Vida de perros

por Javier Debarnot

El suelo de por sí estaba helado, pero era lo de menos para Evelyn entre la incertidumbre y el miedo que le provocaban dormir cada noche en la cocina. A pesar de todo aquello, la chica no se sobresaltó al sentir unos lengüetazos aún más fríos estampándose en sus pies descalzos. Se trataba de Ralph, el labrador de la familia, acercándole un hueso de pollo que apenas había tocado. En plena oscuridad, a Evelyn le brillaron los ojos de emoción por el generoso obsequio de la mascota. Ocurría que, en esa casa, al perro lo alimentaban mucho mejor que a ella.

Evelyn era empleada doméstica en el hogar de los Li, un matrimonio chino sin hijos afincado en un barrio céntrico de Hong-Kong. Oriunda de Filipinas, la joven era una de las tantas que huían de su tierra en búsqueda de unas migajas para sobrevivir, aunque más no sea estando lejos de sus seres queridos.

Había dejado a su marido enfermo y a dos hijos pequeños con la esperanza de encontrar en China un empleo que al menos les alcanzara para pagar la comida y los medicamentos. Enviando el dinero mes a mes, Evelyn podría sostener a los suyos. Eso era lo que hacían miles de filipinas que habían emigrado para hacer quehaceres domésticos a Hong Kong, y en teoría a la mayoría les funcionaba bien. En la práctica, era peor que un vía crucis.

Esa noche, mientras le extirpaba hasta el último trozo de grasa al hueso, Evelyn clavaba sus ojos negros medio rasgados en el amplio ventanal de la cocina que dejaba entrever el cielo estrellado de la ciudad, una mole gigante a la que había llegado ocho meses atrás. Con la mirada ausente, pensó que en esa misma cocina y apenas medio año antes había recibido la primera golpiza del honorable señor de la casa, y todo por poner un tenedor en sentido opuesto.

Mucho antes de escuchar a través del teléfono las primeras palabras de su hija menor, ya sus oídos se habían acostumbrado a los gritos furiosos de su ama en chino mandarín. Las instrucciones se las daban en inglés, pero las reprimendas y broncas le caían en el idioma local, porque de esa forma Evelyn ni se enteraba de lo que había hecho mal. Le pegaban casi por deporte, y pronto supo que gran parte de las filipinas en Hong Kong sufrían el mismo martirio por parte de sus empleadores.

La ley las había dejado desamparadas, en una especie de vacío legal que les permitía a sus patrones, que eran en realidad captores, tenerlas en un régimen que lindaba al de la esclavitud. No podían siquiera salir a la calle porque le echaban llave a la cerradura en las ocasiones en que las dejaban solas. Del sueldo miserable que le correspondía por estar las veinticuatro horas de los siete días de la semana, le quitaban tres cuartas partes que se quedaba la agencia de empleo que le había gestionado el puesto. Pero la desesperación era tal que seguían. Ellas bajaban la cabeza, apretaban los dientes y aguantaban la tormenta. Evelyn, como todas, soñaba con que algún día por fin pasara de largo el vendaval.
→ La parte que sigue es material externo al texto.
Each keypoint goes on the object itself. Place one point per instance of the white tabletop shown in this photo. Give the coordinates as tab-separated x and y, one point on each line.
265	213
El hueso de pollo era historia y yacía en la basura donde muchas veces la chica rascaba en busca de restos. Sin poder conciliar el sueño, Evelyn empezó a ver pasar las horas hasta que todo empezó a aclararse, en el cielo y en su cabeza. Por fin tuvo la valentía para rescatar las preguntas que tanto tiempo habían estado ocultándose en el subsuelo de sus miedos y su autoestima: ¿qué demonios estaba haciendo allí? ¿Y qué tan poco se valoraba para estar teniendo una vida más desgraciada que la de un indefenso animal en cautiverio?

-Hazlo por tus hijos.

Cuando su voz interior le hizo sacar fuerzas para decidirse a recuperar a su familia, un acto reflejo llevó su mano hasta el cuello para tantear la cadenita de la que colgaban dos siluetas de niño representando a sus pequeños, y fue horrible la sensación de vacío que la embargó al notar que su única joya no estaba. Se la debían haber arrancado mientras dormía, algunas noches atrás.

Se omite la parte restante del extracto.